明治時代 / 明治29年
明治29年
足尾鉱毒事件
足尾銅山から流出した鉱毒が渡良瀬川流域の農地と生活を破壊。田中正造と被害民は操業停止・救済・治水の見直しを求めた。
銅輸出を支えた鉱山の利益と被害が同じ地域に現れた、近代日本を代表する公害事件。政府の調査と予防工事は進んだが、被害民の要求は十分に満たされず、谷中村は遊水地計画で廃村へ追い込まれた。
- 場所
- 渡良瀬川・谷中村
- 天皇
- 明治天皇第122代天皇
- 関係人物
- 2名

OVERVIEW
足尾鉱毒事件を4段階で理解する
銅は近代化と輸出を支える重要資源だった
足尾銅山は古河市兵衛の経営下で機械化され、生産量を急増させました。銅は外貨獲得と電線・軍需に不可欠でしたが、煙害と鉱毒水の処理は後回しにされました。
1896年の大洪水で鉱毒が広い農地へ流れ込んだ
渡良瀬川流域で稲や桑が枯れ、漁業と飲料水にも影響が出ました。被害民は請願・押出し・裁判など多様な方法で補償と操業停止を求めました。
議会追及から辞職・直訴、谷中村居住へ進んだ
田中は衆議院で鉱業停止を求め、1901年に議員を辞職して明治天皇への直訴を試みました。ただし運動の主体は田中一人ではなく、流域の農民や女性を含む被害民でした。
治水事業の名で谷中村が廃村となり、問題は長期化した
政府は鉱毒予防工事を命じた一方、渡良瀬遊水地計画を進めました。谷中村の住民は移転に抵抗し、田中も現地で暮らして反対運動を続けました。
DEEP DIVE
足尾鉱毒事件は、田中正造一人の闘いだったのか。
田中は象徴的な存在ですが、被害を測り、請願し、生活を守った主体は流域住民でした。公害の原因企業、規制する政府、利益を受ける産業社会、被害地域の力関係を一緒に見る必要があります。
BACKGROUND
背景を掘り下げる
鉱山の機械化
生産拡大に排水・製錬対策が追いつかず、重金属を含む水や煙が流域へ出ました。
輸出と軍需
銅山は国策上重要で、政府は操業停止より予防工事と治水を優先しました。
流域の生活
農業・漁業・飲料水が同時に損なわれ、健康と地域社会の維持が脅かされました。
CHRONOLOGY
何が起こったのか
鉱毒被害が表面化
魚の死滅や農作物被害が報告されました。
田中が国会で質問
政府に原因究明と対策を求めました。
大洪水で被害拡大
鉱毒が下流の農地へ広く流入しました。
鉱毒調査委員会
政府が予防工事を命じましたが操業は続きました。
直訴を試みる
田中は議員辞職後、明治天皇へ訴えようとしました。
谷中村廃村
遊水地化に抵抗する住民が残留しました。
KEY PEOPLE
足尾鉱毒事件を動かした人物
QUESTIONS
よくある疑問
なぜ田中正造だけが有名なのか
直訴と議会活動が象徴化されたためです。

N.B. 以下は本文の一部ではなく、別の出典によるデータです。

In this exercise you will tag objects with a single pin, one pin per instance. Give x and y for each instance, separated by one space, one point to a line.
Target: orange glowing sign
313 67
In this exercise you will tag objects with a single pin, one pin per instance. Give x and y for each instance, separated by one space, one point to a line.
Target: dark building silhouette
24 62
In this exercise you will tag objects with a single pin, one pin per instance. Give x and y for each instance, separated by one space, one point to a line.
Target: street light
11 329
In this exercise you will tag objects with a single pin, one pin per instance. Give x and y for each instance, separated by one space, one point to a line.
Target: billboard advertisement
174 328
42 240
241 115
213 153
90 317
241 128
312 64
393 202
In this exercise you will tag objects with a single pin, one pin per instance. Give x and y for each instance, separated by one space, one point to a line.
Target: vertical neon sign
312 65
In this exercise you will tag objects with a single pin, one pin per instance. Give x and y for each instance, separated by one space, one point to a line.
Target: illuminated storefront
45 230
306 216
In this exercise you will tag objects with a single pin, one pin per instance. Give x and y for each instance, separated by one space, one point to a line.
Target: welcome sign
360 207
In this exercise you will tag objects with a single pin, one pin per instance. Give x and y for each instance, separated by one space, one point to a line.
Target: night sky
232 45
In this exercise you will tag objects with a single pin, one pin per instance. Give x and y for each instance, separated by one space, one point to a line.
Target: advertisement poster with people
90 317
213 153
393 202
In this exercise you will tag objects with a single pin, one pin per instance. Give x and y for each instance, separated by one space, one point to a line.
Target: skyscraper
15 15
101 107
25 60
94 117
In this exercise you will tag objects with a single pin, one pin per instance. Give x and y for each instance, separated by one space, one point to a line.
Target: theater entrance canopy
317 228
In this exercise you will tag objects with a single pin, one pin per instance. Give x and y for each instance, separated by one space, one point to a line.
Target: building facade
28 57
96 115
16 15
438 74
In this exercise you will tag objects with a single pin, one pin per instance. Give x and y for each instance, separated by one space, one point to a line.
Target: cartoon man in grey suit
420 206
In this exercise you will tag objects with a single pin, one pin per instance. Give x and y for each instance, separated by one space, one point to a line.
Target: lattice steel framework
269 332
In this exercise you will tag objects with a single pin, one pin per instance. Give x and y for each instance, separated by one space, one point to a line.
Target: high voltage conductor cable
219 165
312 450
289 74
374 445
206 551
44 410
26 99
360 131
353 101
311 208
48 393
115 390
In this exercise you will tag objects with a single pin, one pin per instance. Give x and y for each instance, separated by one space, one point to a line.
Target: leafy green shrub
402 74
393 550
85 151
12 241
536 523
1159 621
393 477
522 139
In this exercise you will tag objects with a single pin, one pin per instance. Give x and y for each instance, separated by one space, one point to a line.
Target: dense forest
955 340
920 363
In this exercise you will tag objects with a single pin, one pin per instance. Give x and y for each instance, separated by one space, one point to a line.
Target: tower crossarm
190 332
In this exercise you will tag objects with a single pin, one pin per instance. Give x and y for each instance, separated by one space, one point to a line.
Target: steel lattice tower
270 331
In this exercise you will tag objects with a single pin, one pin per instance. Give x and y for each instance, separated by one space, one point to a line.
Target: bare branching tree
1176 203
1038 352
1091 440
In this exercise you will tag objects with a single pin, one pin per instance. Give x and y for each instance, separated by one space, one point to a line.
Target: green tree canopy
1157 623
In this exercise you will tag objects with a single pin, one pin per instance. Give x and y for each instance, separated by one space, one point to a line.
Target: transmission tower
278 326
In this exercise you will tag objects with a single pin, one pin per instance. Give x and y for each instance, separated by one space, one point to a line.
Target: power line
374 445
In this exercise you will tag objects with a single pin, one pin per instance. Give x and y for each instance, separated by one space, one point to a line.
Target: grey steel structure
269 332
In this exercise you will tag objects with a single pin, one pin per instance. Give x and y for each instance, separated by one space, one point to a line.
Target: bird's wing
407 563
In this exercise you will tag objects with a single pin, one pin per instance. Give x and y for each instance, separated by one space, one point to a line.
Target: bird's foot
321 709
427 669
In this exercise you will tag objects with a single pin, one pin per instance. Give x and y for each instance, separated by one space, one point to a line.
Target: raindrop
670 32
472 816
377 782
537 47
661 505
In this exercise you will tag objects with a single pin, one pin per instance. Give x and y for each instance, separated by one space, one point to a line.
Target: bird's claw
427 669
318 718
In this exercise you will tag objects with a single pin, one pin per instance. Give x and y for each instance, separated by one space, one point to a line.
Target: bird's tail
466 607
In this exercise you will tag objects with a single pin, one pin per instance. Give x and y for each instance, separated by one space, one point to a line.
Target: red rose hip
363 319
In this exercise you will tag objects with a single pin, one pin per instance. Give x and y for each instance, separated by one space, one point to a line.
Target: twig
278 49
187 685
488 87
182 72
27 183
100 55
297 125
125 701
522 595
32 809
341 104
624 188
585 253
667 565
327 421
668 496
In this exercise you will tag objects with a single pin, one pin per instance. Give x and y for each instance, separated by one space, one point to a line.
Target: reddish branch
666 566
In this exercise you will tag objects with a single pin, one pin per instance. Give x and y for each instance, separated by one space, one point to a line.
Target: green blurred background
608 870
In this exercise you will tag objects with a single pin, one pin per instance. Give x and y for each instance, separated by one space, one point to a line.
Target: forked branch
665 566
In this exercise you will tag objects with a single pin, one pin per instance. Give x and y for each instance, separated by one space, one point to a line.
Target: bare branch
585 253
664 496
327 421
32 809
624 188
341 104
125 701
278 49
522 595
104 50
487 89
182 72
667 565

被害民の押出し、請願、女性の生活防衛なども運動の重要部分でした。
予防工事で解決したのか
一部の排水・煙害対策は進みましたが、既に堆積した鉱毒や洪水、補償、谷中村問題は残りました。
産業化そのものが悪かったのか
問題は生産利益を優先し、環境・健康被害を十分に負担させなかった制度です。技術・規制・補償の選択が問われました。
IMPACT
その後、何が変わったか
公害政治の原点
産業利益と住民の生命・財産をどう調整するかが国政課題になりました。
被害民運動
地域を越えた請願と直接行動が社会問題を可視化しました。
谷中村の記憶
治水・環境政策が住民の移転と共同体破壊を伴う危険を残しました。